Spring 22 Edition
Welcome to the latest issue of Warm Hughes - Spring 22 Edition
As promised, this newsletter offers something to be warmed by - so here I am dropping some photographs of flowers (and other natural things) from the past year, also just happens to be Earth Day.
I somehow currently amassed a half dozen arrangements gathered from neighborhood trees and friend’s gardens in the past week and now I’m learning how to propagate magnolia branches to hopefully have my own magnolia tree ten years from now.
If you’ve been following along, I had a lot to share in my last newsletter. Assuming by the frantic busyness of most of my friends, not many will have the time to read everything, so I’ll keep the word count low and image count high on this one.
A thank you to everyone who has subscribed recently and to anyone who didn’t unsubscribe since the last one ☺️ This has been a fun new place to explore.
Spring & “mono no aware”
As a kid, there was a Burning Bush outside the front of my parent’s house that I remember sitting under in the fall watching as the red leaves would drift away in the breeze. This kind of memory to me recalls a feeling that I can only describe with the Japanese idiom “mono no aware”.
When you look it up you’ll find the saying has a few interpretations, but mainly it’s stated as “the pathos of things.” The sentiment is based in an awareness for impermanence in nature invokes a deeper, softer sadness that is simultaneously celebratory. For example, I’ve never felt so happy and sad watching my children grow. It is such a specific and beautiful way to describe something in the abstract.
Flowers (and furthermore mushrooms!) are the fruit of nature’s cyclicality; they are fleeting symbols of achievement by nature that, despite their short life-cycle, are a confirmation that joy is found in life as it continue on, little by little. For this reason, Spring for me is a great time to take more time to notice how quickly and almost effortlessly the natural world disassembles and creates.
If you look carefully in the above photograph, you’ll notice there are ants dismantling the flower. I watched this process happen in its entirety, consuming about 15min of my day. There was something so enchanting about the piece by piece dissolution of a flower, a reverse emergence that brought this now-complete thing back to some its more basic elements.
If you’re in a similar state of dismantling for the purpose of growing, I hope this newsletter is a salient gift of knowing that you’re not alone in it. There can still be profound beauty in your experience, making room for more opportunities to see yourself unfold into existence.
A brief and relevant plug of commissioned work from the past couple months. The first quarter of the year has been relatively slow. I know I’m not alone!
Whatever The Weather - Ghostly Int
Molly over at Ghostly Int. came through again with another fun collaboration around the newest release from North London producer Loraine James. With Justin Sloane again behind layouts, I’m so hyped to see my images of landscapes worked into this venue again.
Take a moment to hear out some of the tracks on all streaming platforms, especially Loraine’s Bandcamp. Very fun to have friends around the world recognizing my image from Antarctica on the cover.
I spent an entire morning jumping between stills and super8 with Jenna Lyons and the 1stDibs team.
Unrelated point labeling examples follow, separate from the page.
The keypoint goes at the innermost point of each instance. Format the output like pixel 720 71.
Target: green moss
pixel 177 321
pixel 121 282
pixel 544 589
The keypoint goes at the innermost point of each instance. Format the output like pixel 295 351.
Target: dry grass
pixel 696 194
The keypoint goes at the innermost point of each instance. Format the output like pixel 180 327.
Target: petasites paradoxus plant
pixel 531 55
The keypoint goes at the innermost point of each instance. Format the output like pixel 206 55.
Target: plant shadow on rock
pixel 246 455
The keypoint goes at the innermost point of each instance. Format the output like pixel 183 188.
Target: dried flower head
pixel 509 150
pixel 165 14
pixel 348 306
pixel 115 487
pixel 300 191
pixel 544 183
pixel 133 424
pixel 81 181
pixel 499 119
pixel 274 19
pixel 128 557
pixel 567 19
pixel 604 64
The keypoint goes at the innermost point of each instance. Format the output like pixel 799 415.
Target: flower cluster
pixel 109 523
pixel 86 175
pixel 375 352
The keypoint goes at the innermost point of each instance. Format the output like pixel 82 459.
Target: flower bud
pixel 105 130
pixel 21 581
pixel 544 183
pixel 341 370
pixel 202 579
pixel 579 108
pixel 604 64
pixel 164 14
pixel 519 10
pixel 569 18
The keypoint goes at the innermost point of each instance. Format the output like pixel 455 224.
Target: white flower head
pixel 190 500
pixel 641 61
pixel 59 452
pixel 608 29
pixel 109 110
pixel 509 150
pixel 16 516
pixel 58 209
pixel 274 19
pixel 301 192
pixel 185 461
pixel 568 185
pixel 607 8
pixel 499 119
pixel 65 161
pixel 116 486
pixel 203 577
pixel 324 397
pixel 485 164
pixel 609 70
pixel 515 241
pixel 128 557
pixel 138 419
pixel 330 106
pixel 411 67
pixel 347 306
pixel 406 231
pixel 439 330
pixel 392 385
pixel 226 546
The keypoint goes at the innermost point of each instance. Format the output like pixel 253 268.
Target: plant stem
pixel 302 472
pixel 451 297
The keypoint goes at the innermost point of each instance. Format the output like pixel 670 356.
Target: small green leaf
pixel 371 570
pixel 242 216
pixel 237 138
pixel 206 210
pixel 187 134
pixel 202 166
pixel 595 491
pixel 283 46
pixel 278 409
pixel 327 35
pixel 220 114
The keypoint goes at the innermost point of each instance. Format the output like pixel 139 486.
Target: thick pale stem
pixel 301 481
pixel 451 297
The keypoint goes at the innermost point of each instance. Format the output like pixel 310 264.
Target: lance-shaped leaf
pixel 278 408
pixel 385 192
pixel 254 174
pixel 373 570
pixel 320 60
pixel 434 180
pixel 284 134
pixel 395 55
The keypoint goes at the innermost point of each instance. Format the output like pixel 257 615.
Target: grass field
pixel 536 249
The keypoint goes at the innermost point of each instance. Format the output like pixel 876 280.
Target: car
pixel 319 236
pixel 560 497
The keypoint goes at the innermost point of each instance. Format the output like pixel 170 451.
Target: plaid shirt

Thank you to Stephanie Slater for bringing me on!
Kevin Edusei for the cover of Royal Opera Magazine
In February I met up with German Conductor Kevin Edusei in Upper West Side for a cover in Royal Opera Magazine Thankfully on that cold day we had a warm sunlight that helped guide our flowing conversation around interpreting music, Bach, and me brushing up on my rusty German language skill.
It was a pleasure seeing the emotion that can be communicated through fingers, hands, and face. Kevin was an amazing subject to work with, and I only wish I could have attended his performance with the Julliard Orchestra that evening.
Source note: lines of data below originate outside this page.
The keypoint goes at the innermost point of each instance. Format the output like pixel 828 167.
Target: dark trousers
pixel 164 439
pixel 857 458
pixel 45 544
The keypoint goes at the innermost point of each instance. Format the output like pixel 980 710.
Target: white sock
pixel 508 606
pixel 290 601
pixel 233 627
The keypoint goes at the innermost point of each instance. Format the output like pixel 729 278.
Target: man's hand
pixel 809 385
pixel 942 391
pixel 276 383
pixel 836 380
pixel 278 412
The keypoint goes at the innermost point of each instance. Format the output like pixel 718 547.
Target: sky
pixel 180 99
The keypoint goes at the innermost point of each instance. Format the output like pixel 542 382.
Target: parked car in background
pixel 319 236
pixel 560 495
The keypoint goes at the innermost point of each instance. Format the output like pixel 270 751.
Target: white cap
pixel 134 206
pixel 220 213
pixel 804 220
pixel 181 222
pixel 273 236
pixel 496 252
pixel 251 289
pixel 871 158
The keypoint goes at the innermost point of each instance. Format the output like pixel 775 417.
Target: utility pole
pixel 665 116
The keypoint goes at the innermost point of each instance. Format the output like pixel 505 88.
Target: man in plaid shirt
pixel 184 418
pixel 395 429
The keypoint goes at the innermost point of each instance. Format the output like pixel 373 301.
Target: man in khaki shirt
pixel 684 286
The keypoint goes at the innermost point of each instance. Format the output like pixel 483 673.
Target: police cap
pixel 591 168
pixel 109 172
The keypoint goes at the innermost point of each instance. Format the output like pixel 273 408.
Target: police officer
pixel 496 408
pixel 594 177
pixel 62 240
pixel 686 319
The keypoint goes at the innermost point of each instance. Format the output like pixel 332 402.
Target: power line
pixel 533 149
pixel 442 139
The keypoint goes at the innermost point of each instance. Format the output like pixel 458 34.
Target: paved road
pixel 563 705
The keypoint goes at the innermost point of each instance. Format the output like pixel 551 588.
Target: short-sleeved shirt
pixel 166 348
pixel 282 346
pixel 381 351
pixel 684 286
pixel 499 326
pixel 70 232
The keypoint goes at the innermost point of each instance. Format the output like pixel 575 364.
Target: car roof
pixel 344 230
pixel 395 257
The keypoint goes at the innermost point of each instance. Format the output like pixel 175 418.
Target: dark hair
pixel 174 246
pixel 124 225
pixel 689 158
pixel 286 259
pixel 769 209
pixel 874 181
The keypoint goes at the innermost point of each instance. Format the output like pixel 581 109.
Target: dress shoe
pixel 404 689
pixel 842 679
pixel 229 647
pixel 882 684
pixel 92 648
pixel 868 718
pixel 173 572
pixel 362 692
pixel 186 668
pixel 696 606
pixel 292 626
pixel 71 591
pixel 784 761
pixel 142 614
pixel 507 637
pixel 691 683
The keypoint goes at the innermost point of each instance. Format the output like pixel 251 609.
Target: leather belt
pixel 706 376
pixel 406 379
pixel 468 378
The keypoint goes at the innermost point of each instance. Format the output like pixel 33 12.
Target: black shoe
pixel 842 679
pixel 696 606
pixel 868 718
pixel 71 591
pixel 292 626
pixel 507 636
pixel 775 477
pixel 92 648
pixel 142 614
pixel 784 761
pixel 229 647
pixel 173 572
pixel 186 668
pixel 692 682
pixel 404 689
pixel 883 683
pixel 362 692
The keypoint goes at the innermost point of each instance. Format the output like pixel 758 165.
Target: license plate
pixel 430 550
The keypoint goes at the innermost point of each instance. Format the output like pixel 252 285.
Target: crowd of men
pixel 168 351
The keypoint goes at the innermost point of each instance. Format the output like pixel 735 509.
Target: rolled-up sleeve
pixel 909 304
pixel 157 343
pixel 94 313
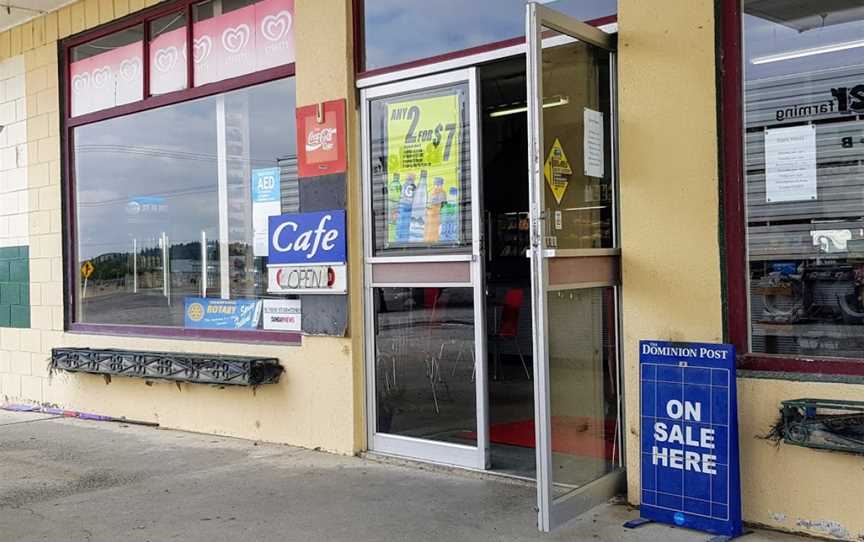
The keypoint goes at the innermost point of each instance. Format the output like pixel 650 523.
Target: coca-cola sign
pixel 321 139
pixel 168 62
pixel 245 40
pixel 238 42
pixel 322 129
Excited to see this in print next week - Thank You to Elizabeth, Claire, and Rachel at Cultureshock Media for the call.
Fifth World on NTS with Ian Kim Judd & Purelink
I’ve mentioned IKJ here before, but he happens to run a great bi-monthly show on NTS titled Fifth World. This months installment with Purelink is lovely and blissed out - perfect for that quiet solo walk in the middle of the day you’ve been meaning to take.
“A riff on Jon Hassell's Fourth World series. Where Hassell focused on creating ritual music of potential societies that didn't exist; Ian Kim Judd seeks to evoke the notion of potential utopian societies that could exist. In these times of global instability and uncertainty, Fifth World seeks to posit an alternative, with scenes from an optimistic future.”